Marthe Orant was born, like Impressionism, in 1874. She belonged to the first generation of painters who grew up with the influence of the Impressionist circle. Upon completing her schooling, Orant became acquainted with the group of painters known as the Nabis that included the artists Serusier, Denis, Bonnard and Vuillard. Her friendship with the Nabis was to have a profound impact on her art, as she became a student of Bonnard and other artists connected to the group, as well as the apprentice of Vuillard.
Throughout her career she was a keen observer, incisively portraying daily life on Parisian streets, still-lifes of flowers, and landscapes of the French countryside, with a style that brought together all of her early influences. Orant showed regularly at the Salon des Indépendants, the Salon de la Nationale and the Salon d’Automne, and was awarded the coveted Silver Medal at the 1937 Exposition Universelle in Paris.

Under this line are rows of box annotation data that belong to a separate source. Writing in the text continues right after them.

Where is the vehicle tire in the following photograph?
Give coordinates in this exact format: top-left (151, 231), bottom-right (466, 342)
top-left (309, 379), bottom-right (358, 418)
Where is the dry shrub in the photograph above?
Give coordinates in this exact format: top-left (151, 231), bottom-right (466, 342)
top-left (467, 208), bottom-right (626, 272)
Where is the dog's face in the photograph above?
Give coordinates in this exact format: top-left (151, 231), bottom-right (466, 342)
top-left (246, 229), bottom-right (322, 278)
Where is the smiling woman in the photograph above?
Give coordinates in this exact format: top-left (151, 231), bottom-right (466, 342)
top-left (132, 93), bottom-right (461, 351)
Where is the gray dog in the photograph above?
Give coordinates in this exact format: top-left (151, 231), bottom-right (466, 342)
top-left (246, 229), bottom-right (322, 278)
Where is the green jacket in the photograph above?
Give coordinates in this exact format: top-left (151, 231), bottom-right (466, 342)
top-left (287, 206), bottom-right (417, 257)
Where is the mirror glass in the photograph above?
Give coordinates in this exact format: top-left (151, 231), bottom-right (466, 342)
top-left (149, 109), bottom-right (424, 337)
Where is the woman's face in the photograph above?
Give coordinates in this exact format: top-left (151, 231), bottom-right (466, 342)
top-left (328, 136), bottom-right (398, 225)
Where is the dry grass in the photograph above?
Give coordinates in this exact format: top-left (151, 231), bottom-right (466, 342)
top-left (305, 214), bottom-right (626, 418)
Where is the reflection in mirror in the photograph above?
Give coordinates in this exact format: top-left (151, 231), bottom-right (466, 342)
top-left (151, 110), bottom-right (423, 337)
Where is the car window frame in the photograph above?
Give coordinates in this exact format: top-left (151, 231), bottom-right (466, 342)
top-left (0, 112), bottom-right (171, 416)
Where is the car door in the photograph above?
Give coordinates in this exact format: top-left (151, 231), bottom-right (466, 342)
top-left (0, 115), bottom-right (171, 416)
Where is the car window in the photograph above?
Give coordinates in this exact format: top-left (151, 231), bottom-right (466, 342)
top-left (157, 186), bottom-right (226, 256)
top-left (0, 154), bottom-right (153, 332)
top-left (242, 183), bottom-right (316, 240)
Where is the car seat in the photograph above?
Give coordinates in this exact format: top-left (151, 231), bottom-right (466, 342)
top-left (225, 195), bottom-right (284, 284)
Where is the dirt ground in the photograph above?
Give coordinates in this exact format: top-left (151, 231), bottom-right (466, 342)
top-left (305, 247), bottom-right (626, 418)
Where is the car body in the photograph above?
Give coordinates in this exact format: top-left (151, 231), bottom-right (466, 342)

Over a twenty-year period the French government purchased several of her works, and in 1948 the Musée d’Art Moderne in Paris acquired one of her paintings for its permanent collection.
Two major retrospectives were mounted after her death in Paris in 1957: first in 1962 at La Nationale des Beaux Arts followed in 1963 at the Salon des Indépendants. Since her death her paintings have been regularly exhibited throughout Europe and in the United States.